The U.S. Department of Agriculture National Institute of Food and Agriculture has awarded $650,000 to a University of Maine project investigating the impacts of climate change on wild blueberry ecosystems and economics.
Wild blueberry fields provide important crops for the state of Maine. They also support ecosystems by providing water regulation, nutrient cycling, carbon sequestration, pollination and food for wildlife. Climate change is altering these wild blueberry agroecosystems, but the exact effects are unclear.
Rachel Schattman, assistant professor of sustainable agriculture at the School of Food and Agriculture, is the principal investigator of the study. The project will investigate how probable future climate scenarios will impact the ecosystem services provided by wild blueberry fields. The researchers, including graduate and undergraduate students, will conduct climate manipulation experiments at the Wyman’s Wild Blueberry Research and Innovation Center in Old Town. They will test temperature and precipitation to see how it impacts soil-water dynamics, crop health, the relationship to root fungi, pollinators and disease.
The results of these experiments will be used to validate a new model to project possible future outcomes based on changing climate scenarios. Maps produced through the modeling will be shared with wild blueberry growers and processors. The researchers will also hold grower focus groups to identify perceptions of production and financial risks, as well as the benefit of climate risk mitigation strategies like supplemental irrigation.

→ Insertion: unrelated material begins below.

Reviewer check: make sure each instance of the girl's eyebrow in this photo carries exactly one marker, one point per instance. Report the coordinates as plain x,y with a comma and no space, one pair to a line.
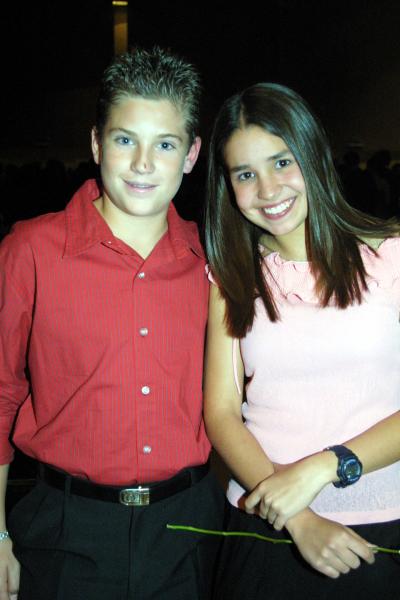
269,159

“Our approach to this work is transdisciplinary in nature, meaning that we are pulling from the expertise and experience of our diverse team to answer big questions that no single discipline could answer on its own. It’s a project grounded by the needs of wild blueberry growers and their communities,” Schattman says, whose lab is part of the Maine Agricultural and Forest Experiment Station.
The interdisciplinary team of researchers will deliver actionable recommendations to the wild blueberry industry with climate smart agricultural management strategies, particularly in socioeconomically challenged rural communities.
Additional UMaine researchers on the project include YongJiang Zhang, assistant professor of plant physiology; Lily Calderwood, assistant professor of horticulture and Extension wild blueberry specialist; Jonathan Malacarne, assistant professor of economics; Brian McGill, professor of biological science; Phil Fanning, assistant professor of agricultural entomology; Seanna Annis, associate professor of mycology; Sean Birkel, Maine state climatologist and assistant professor; and Stephanie Miller, postdoctoral research assistant. Bruce Hall, director of agroecology at Jasper Wyman & Son, is also a collaborator.
The award started May 1 and was officially announced May 31.